Literature findings support evidence-based efficacy of both behavioural and pharmacological interventions for smoking cessation (Lancaster et al., 2004; Lancaster, 2005; Stead, Perera, Bullen, Mant & Lancaster, 2008). Accordingly, various countries organizations and authorities have established and disseminated treatment guidelines to provide guidance to clinicians and smoking treatment specialists (Australian Government, Department of Health and Aging, 2004; Fiore et al., 2000; Hughes et al., 1996; West, McNeill & Raw, 2000; World Health Organization, 2001).

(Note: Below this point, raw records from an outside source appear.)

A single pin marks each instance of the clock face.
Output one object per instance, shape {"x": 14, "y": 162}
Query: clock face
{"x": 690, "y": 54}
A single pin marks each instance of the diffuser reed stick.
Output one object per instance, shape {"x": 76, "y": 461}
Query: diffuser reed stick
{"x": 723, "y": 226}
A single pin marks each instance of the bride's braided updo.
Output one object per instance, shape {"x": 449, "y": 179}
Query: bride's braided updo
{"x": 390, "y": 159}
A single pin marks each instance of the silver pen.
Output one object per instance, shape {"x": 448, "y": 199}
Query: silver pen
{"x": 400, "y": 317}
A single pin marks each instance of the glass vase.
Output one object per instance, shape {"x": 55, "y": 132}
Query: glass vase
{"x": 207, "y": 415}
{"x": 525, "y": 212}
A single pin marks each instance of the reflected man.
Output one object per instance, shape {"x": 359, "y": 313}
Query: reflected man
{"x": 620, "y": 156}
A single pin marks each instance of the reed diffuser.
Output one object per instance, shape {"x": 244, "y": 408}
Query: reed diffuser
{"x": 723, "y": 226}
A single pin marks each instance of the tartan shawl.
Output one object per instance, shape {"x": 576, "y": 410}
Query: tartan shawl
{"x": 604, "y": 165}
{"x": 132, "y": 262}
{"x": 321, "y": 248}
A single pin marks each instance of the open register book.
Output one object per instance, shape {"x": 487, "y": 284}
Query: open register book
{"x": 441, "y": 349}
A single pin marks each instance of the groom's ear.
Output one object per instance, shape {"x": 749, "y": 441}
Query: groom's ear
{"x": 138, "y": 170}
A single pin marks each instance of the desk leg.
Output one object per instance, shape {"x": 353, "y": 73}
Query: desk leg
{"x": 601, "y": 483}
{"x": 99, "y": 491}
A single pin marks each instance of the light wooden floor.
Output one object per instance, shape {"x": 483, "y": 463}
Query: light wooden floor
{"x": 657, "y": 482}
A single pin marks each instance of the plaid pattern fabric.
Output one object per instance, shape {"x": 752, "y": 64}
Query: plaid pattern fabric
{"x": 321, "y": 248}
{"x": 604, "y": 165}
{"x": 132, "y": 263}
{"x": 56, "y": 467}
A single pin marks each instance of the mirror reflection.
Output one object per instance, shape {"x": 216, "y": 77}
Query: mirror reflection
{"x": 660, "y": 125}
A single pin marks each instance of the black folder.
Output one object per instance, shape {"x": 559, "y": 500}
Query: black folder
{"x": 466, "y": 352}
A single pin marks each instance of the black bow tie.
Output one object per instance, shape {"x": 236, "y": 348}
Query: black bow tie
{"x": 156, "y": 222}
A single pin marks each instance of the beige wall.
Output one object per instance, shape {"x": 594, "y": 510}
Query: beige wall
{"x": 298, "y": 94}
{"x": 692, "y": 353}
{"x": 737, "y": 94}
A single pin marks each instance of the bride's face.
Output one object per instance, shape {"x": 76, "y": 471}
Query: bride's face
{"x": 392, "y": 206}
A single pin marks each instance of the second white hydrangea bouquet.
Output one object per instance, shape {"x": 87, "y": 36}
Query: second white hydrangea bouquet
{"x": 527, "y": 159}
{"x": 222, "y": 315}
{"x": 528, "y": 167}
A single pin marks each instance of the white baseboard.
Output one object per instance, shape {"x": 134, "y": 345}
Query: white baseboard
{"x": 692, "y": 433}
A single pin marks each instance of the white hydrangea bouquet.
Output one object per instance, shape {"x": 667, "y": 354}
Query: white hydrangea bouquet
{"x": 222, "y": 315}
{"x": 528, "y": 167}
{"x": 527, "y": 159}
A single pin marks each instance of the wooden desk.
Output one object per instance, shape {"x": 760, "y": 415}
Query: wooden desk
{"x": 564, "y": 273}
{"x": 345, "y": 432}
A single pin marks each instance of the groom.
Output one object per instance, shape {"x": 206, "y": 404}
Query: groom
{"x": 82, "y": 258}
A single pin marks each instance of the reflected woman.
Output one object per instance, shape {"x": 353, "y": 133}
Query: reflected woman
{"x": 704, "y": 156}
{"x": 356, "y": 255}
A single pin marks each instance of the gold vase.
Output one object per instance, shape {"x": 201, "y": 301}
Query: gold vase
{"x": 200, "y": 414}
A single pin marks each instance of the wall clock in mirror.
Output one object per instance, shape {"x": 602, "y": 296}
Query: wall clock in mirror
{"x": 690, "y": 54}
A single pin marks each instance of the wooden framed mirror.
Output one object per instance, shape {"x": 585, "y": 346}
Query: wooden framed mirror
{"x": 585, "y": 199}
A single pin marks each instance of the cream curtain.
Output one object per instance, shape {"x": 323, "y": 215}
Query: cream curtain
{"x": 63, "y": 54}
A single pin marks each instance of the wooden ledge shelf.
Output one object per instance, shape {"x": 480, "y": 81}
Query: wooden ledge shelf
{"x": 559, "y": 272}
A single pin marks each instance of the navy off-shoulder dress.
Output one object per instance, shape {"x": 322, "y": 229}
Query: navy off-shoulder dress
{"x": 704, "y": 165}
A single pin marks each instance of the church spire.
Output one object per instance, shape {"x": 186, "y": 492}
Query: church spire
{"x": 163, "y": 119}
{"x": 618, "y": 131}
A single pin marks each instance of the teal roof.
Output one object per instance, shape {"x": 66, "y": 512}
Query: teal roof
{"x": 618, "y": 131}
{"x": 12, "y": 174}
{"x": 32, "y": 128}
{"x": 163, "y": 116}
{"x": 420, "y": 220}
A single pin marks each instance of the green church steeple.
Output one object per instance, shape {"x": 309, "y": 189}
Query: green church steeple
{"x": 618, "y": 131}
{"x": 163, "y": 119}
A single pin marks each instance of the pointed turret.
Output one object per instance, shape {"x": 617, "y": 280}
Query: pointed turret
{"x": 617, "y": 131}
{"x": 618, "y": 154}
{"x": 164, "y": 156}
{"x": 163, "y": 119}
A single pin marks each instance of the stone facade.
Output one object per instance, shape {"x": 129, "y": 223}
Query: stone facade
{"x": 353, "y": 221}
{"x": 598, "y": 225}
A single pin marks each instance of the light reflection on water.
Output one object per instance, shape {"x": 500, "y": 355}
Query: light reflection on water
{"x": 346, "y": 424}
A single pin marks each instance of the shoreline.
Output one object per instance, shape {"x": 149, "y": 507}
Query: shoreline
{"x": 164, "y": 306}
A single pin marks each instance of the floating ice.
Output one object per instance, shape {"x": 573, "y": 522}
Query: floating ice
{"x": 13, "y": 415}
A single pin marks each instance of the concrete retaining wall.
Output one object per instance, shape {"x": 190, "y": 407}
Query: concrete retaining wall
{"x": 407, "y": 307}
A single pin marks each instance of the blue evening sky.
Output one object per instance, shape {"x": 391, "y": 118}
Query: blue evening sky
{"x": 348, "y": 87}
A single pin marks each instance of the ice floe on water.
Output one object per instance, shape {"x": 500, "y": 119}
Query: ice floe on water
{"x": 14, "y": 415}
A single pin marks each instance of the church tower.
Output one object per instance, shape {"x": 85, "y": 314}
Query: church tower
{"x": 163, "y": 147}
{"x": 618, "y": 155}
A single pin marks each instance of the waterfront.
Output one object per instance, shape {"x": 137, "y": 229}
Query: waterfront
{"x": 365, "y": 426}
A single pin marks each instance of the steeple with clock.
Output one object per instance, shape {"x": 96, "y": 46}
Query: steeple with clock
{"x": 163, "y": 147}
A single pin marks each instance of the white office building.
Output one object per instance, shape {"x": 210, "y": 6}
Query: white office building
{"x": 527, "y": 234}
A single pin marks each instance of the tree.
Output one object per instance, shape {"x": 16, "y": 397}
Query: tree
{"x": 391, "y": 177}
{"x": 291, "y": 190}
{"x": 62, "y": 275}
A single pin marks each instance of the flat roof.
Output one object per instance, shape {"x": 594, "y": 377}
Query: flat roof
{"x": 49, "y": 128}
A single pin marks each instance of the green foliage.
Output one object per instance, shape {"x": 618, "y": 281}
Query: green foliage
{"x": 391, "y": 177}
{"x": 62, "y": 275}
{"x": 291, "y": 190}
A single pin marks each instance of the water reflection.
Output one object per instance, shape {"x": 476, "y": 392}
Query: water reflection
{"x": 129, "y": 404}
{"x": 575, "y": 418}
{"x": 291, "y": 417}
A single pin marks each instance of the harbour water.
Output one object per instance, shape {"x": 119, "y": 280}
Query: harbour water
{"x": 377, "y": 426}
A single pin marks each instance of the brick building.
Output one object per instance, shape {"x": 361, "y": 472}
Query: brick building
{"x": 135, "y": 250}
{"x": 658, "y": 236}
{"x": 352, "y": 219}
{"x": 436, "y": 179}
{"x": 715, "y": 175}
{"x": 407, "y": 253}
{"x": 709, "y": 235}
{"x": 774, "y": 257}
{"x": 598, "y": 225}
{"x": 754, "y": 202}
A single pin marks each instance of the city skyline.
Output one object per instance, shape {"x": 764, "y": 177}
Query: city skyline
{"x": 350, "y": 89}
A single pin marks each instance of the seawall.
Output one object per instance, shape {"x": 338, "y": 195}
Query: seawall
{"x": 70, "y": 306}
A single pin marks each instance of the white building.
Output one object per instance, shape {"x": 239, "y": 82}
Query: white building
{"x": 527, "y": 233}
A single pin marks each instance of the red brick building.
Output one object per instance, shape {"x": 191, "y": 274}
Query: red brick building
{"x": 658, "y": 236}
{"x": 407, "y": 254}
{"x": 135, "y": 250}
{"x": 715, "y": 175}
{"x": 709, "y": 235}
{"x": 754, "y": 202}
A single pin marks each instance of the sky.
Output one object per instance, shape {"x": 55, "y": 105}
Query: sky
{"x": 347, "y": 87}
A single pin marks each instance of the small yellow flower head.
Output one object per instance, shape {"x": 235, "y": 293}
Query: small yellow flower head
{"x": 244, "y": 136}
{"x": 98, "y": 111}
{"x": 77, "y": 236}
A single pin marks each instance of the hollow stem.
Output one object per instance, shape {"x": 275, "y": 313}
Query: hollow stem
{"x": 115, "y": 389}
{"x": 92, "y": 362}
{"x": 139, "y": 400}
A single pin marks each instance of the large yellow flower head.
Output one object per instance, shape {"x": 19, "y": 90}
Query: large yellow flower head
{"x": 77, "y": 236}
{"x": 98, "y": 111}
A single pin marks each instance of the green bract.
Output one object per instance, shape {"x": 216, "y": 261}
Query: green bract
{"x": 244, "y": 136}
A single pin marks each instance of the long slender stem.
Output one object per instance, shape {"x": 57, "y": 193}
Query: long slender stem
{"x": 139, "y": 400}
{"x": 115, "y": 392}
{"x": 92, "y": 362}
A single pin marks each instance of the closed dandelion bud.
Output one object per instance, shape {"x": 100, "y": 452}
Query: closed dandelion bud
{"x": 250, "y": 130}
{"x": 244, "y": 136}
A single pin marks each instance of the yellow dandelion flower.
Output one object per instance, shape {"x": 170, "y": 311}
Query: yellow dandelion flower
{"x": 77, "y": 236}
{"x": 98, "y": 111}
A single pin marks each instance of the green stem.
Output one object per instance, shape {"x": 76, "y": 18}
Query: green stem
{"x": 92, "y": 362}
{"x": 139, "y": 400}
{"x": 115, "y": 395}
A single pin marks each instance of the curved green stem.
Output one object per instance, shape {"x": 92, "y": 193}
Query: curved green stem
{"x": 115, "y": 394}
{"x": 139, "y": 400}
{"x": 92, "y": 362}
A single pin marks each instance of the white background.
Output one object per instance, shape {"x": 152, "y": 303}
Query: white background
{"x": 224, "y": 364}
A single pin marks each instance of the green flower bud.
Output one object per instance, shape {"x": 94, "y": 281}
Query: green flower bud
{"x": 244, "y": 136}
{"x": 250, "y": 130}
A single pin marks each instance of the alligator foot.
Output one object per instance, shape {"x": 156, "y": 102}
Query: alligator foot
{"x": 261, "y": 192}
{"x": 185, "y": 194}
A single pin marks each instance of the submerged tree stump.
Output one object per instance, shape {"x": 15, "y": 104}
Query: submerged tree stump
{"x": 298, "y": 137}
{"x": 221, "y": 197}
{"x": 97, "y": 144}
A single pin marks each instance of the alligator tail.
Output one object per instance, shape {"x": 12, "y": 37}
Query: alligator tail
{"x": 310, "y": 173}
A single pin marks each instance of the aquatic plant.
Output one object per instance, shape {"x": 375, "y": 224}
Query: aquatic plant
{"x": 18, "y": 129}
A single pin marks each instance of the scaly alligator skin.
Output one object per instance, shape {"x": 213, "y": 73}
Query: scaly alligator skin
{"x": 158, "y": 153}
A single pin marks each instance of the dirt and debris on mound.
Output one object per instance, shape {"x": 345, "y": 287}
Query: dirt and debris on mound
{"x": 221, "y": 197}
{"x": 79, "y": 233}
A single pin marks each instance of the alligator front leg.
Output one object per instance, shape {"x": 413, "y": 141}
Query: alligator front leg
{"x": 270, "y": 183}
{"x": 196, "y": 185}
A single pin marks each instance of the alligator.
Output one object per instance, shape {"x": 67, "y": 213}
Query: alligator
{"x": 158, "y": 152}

Guidelines on smoking cessation have largely focused on primary care practices, paying less attention to healthcare settings. As Rigotti (2000) has underlined, healthcare settings have instead a great opportunity to deliver to patients interventions for changing behaviours. A hospital stay provides a special incentive for setting up cessation, because of the widespread policies that prohibit tobacco use. Furthermore, an illness condition may increase smoker’s perceived vulnerability to the health hazards of smoking, thus enhancing his/her motivation to quit. Finally, healthcare settings offer to smoking patients access to multiple caretakers who could provide smoking cessation interventions (Rigotti, 2000). Various studies emphasise the role of different healthcare providers in reducing the burden of tobacco-related diseases (e.g. Fagan, Eisenberg, Frazier, Stoddard, Avrunin & Sorensen, 2003; Quraishi, Orkin & Roizen, 2006). Thus, healthcare providers need standardised protocols to deliver effective cessation interventions.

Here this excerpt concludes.